The Fond du Lac band perhaps best summed up the tribal position in a PUC filing: "Even if the existing Line 3 were taken completely offline and not 'replaced' by the expansion proposal, there is more than enough oil coming into Minnesota markets from other pipelines."
The Commerce Department, which represents the public interest in matters before the PUC, came to a similar conclusion last month.
Enbridge's proposed new Line 3 would cross some lake country that has no oil pipelines, including near the town of East Lake in Aitkin County, where the Goodskys live. The couple are both members of the Mille Lacs Band of Ojibwe.
Harvey Goodsky, 27, has been wild ricing for about five years, Morningstar, 30, for a bit longer. On a recent morning they set out on Rice Lake, a hardwood-ringed gem tucked into a national wildlife refuge.

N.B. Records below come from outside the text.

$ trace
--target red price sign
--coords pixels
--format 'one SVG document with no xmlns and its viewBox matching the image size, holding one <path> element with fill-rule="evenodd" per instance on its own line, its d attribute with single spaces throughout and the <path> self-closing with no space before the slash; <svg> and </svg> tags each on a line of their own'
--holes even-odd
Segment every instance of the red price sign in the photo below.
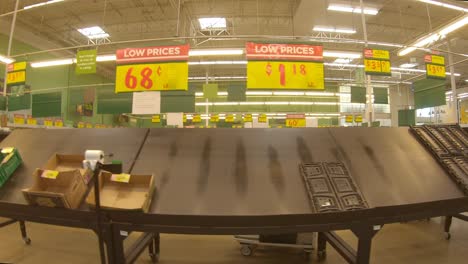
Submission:
<svg viewBox="0 0 468 264">
<path fill-rule="evenodd" d="M 117 66 L 117 93 L 187 89 L 187 62 Z"/>
<path fill-rule="evenodd" d="M 426 74 L 428 77 L 445 78 L 445 67 L 436 64 L 426 64 Z"/>
</svg>

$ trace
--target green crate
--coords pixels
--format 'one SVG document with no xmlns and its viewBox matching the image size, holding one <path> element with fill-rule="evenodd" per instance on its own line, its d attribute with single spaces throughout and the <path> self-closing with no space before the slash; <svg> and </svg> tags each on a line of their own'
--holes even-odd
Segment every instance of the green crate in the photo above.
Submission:
<svg viewBox="0 0 468 264">
<path fill-rule="evenodd" d="M 16 148 L 2 148 L 0 160 L 0 187 L 2 187 L 21 163 L 23 163 L 23 160 Z"/>
</svg>

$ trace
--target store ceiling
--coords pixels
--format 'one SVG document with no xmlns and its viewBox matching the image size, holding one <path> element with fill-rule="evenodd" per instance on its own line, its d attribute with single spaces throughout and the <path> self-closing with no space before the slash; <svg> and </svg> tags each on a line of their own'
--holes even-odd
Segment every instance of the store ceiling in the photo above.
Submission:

Harvey propelled the canoe with a 12-foot cedar-hewn pole, gliding through a green thicket, while Morningstar pulled stalks of rice into the canoe with one cedar "knocker," batting out the grains with another.
"This is home for us, and this is the most important place for us," Harvey Goodsky said.

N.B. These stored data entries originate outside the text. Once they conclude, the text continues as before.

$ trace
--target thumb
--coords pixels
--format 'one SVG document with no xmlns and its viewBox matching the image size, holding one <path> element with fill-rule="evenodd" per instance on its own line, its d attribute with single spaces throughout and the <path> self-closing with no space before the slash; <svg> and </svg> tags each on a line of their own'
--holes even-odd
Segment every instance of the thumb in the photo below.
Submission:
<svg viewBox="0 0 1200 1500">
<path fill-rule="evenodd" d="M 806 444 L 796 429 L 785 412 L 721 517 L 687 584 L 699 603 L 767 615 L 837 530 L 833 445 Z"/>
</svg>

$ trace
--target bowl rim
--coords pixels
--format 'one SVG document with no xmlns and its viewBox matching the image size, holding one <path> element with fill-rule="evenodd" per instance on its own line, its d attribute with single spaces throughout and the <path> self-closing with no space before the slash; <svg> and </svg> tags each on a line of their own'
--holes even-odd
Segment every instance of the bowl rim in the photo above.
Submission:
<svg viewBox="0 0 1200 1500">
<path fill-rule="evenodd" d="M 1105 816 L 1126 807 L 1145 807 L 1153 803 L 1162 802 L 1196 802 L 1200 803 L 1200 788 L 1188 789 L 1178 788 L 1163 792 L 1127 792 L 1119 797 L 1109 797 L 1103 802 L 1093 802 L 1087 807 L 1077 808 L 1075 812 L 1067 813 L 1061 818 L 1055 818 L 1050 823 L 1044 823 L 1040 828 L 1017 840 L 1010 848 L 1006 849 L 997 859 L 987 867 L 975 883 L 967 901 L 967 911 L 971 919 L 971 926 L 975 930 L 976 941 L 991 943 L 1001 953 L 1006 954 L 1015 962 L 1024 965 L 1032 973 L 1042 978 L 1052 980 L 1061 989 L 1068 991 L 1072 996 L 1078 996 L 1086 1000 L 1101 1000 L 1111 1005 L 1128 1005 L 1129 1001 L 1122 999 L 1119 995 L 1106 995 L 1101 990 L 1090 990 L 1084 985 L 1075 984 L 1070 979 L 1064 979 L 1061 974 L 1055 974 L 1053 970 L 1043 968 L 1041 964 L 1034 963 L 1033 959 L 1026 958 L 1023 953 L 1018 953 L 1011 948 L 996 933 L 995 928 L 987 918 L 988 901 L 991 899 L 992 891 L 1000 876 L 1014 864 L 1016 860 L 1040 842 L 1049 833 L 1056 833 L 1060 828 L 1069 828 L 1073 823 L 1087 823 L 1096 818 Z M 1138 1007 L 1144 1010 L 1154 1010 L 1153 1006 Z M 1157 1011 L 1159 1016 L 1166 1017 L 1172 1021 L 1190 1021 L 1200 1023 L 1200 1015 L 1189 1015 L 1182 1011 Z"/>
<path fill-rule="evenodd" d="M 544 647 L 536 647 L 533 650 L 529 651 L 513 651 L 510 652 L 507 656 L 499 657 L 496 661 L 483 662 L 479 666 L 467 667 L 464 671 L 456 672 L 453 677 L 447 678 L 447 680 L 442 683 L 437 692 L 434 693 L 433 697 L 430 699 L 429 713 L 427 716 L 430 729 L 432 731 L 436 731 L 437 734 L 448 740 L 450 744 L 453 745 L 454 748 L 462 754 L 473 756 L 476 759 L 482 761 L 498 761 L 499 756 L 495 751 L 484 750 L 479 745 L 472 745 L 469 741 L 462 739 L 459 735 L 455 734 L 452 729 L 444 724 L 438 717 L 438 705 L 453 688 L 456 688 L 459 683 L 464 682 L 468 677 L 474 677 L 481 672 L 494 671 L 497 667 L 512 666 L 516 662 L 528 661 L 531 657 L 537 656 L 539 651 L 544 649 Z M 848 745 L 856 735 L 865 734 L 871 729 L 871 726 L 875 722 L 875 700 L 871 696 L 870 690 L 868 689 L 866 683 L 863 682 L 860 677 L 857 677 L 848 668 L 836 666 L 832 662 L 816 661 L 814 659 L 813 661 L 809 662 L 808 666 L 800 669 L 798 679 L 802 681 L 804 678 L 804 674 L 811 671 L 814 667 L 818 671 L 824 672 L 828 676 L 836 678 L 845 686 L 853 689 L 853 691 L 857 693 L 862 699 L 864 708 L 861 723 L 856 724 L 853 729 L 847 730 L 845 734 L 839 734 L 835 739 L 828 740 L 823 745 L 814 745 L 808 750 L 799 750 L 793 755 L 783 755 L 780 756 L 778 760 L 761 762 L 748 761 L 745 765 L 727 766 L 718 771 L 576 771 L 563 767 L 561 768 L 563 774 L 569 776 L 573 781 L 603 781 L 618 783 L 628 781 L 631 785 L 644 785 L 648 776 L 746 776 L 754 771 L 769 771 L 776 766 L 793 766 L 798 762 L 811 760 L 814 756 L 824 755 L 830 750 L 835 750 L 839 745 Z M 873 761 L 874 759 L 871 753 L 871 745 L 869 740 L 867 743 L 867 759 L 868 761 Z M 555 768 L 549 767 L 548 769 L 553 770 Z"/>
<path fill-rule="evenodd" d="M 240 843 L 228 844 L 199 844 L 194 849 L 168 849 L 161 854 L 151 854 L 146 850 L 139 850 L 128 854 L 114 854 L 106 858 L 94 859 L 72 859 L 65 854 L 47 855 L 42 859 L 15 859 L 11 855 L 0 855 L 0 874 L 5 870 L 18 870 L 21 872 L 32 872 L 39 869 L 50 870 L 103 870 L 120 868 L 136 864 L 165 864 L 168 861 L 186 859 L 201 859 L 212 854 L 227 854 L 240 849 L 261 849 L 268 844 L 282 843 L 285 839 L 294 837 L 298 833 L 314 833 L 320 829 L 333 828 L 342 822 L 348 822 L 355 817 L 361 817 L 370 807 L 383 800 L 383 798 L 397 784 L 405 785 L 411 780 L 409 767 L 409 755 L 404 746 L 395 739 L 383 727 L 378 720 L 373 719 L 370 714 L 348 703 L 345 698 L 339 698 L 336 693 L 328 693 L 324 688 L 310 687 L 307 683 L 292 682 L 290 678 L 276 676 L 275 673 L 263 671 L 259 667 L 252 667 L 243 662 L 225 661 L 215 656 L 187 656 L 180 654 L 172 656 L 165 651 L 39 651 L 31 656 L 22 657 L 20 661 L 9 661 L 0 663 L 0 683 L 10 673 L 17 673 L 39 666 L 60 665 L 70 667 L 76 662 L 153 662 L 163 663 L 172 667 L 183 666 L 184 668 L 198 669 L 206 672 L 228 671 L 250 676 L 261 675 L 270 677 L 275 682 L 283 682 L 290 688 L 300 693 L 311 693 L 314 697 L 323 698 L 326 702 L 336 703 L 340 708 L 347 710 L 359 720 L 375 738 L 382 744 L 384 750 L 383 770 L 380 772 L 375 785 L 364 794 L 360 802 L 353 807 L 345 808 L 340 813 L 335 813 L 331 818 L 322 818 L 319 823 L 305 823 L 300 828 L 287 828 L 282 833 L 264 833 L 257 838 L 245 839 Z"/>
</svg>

The Goodskys harvest rice in several places, including the Mississippi River and Big Sandy Lake. Under Enbridge's proposal, Line 3 would run between Rice Lake, 6.25 miles away, and Big Sandy, 3.3 miles away.

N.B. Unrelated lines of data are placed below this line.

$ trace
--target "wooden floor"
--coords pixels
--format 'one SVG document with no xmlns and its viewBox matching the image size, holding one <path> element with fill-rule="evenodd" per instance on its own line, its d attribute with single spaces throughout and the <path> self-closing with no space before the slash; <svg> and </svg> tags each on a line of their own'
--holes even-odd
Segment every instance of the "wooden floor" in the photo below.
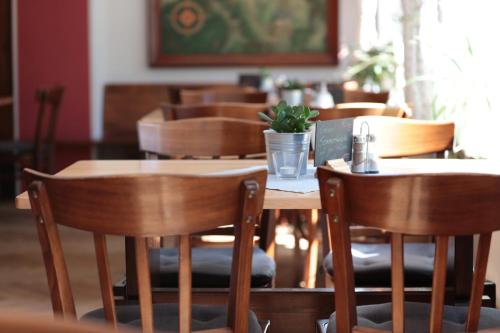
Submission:
<svg viewBox="0 0 500 333">
<path fill-rule="evenodd" d="M 100 307 L 93 241 L 89 233 L 61 228 L 78 314 Z M 123 240 L 108 238 L 111 272 L 118 280 L 124 270 Z M 0 204 L 0 311 L 51 313 L 40 245 L 29 212 Z"/>
<path fill-rule="evenodd" d="M 60 229 L 67 254 L 68 270 L 74 288 L 78 315 L 101 306 L 93 240 L 89 233 Z M 108 237 L 113 281 L 124 272 L 123 239 Z M 303 251 L 279 246 L 276 286 L 297 287 Z M 0 202 L 0 311 L 52 311 L 38 236 L 28 211 L 16 210 L 9 201 Z"/>
</svg>

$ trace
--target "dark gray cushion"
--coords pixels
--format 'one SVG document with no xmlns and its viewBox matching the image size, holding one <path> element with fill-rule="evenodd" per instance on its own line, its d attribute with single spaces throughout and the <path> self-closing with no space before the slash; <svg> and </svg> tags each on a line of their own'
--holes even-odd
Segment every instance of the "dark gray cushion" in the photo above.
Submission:
<svg viewBox="0 0 500 333">
<path fill-rule="evenodd" d="M 453 242 L 448 251 L 448 284 L 453 279 Z M 434 243 L 405 243 L 405 286 L 432 286 L 434 271 Z M 390 244 L 352 244 L 354 280 L 357 287 L 391 286 Z M 323 262 L 328 274 L 333 274 L 332 253 Z"/>
<path fill-rule="evenodd" d="M 153 270 L 153 264 L 158 260 L 160 261 L 158 286 L 176 288 L 179 271 L 177 249 L 152 250 L 150 261 Z M 193 248 L 193 288 L 228 288 L 232 260 L 232 248 Z M 266 255 L 263 250 L 254 248 L 252 256 L 252 287 L 270 287 L 275 273 L 276 264 L 274 260 Z"/>
<path fill-rule="evenodd" d="M 121 305 L 116 307 L 118 323 L 141 327 L 141 315 L 138 305 Z M 179 330 L 179 307 L 177 304 L 154 304 L 153 318 L 155 330 L 177 332 Z M 250 311 L 249 332 L 262 333 L 262 328 Z M 103 321 L 103 309 L 94 310 L 82 317 L 82 320 Z M 193 331 L 221 328 L 227 326 L 227 308 L 225 306 L 193 305 L 191 314 Z"/>
<path fill-rule="evenodd" d="M 405 332 L 429 332 L 430 304 L 405 302 Z M 357 307 L 358 326 L 377 328 L 381 330 L 392 329 L 391 303 L 364 305 Z M 463 332 L 467 318 L 467 307 L 444 307 L 443 333 Z M 335 313 L 330 316 L 328 333 L 335 333 Z M 492 308 L 481 308 L 479 328 L 500 327 L 500 311 Z"/>
</svg>

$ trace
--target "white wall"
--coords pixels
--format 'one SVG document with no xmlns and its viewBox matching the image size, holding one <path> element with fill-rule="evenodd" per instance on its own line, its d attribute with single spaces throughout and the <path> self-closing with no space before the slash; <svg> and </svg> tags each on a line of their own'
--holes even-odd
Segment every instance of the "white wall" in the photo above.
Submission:
<svg viewBox="0 0 500 333">
<path fill-rule="evenodd" d="M 359 1 L 340 0 L 340 46 L 354 46 L 359 40 Z M 147 1 L 91 0 L 91 135 L 102 137 L 104 86 L 119 82 L 237 82 L 241 72 L 252 67 L 168 68 L 148 66 Z M 340 68 L 279 67 L 273 75 L 312 80 L 338 80 Z"/>
</svg>

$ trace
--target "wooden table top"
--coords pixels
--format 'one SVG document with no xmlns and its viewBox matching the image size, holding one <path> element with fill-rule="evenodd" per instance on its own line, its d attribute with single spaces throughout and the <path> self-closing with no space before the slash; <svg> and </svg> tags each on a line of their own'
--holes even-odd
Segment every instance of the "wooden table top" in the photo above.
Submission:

The company says it's highly unlikely that oil from a spill could reach Rice Lake since the pipeline would cross only 100 yards of the lake's watershed.
Big Sandy is in a different watershed, and it could be "hydrologically connected" to a pipeline spill, Enbridge acknowledged. "Hydrologically connected" means that it's "theoretically possible" for oil from a leak to reach a lake because it's downstream from the pipeline, according to the company.
Ray Wuolo, Enbridge's senior hydrogeologist, said that 215 lakes would be hydrologically connected over the pipeline's proposed 340-mile route — 2.8 percent of all lakes in the 15 major watersheds in Minnesota crossed by a new Line 3. Of those, 36 lakes would be the "first lake downstream" from any spill; 89 would be connected by wetlands or topography.
Enbridge says that many hydrologically connected lakes would not be reached by a spill because the oil would be blocked by soil and vegetation or an emergency response effort. Eberth said the company believes the pipeline's threat to wild rice lakes — or any water bodies — is "being overstated."
Following a prophecy
For America Indians, wild rice — "manoomin" in Ojibwe — is more than just food.
"It's fundamental to the Anishinaabe existence," said Joe Plumer, attorney for the White Earth Nation. "That's how we ended up here, because the prophecies said we needed to go where the food grows on the water," he said of the ancient Ojibwe migration westward to what's now Minnesota.
The Commerce Department, in its environmental assessment of Line 3, noted the cultural importance of wild rice lakes.
"Tribal members believe manoomin is priceless; it nourishes the soul, community and bodies of the Anishinaabe," the assessment said, quoting a tribal elder. The report also said the "tribes are very concerned about accidental spills."
Since 2002, Enbridge's pipelines in Minnesota have sprung 60 leaks, but the company's spills in recent years have involved relatively small amounts of oil, according to a Star Tribune analysis of federal pipeline safety data.
"I understand the need for oil, but it's important that people look at the destruction that could happen from an accident," said veteran wild ricer Jason Barber of Duluth as he finished a harvesting expedition on Rice Lake.
"There is no 100 percent safe pipeline."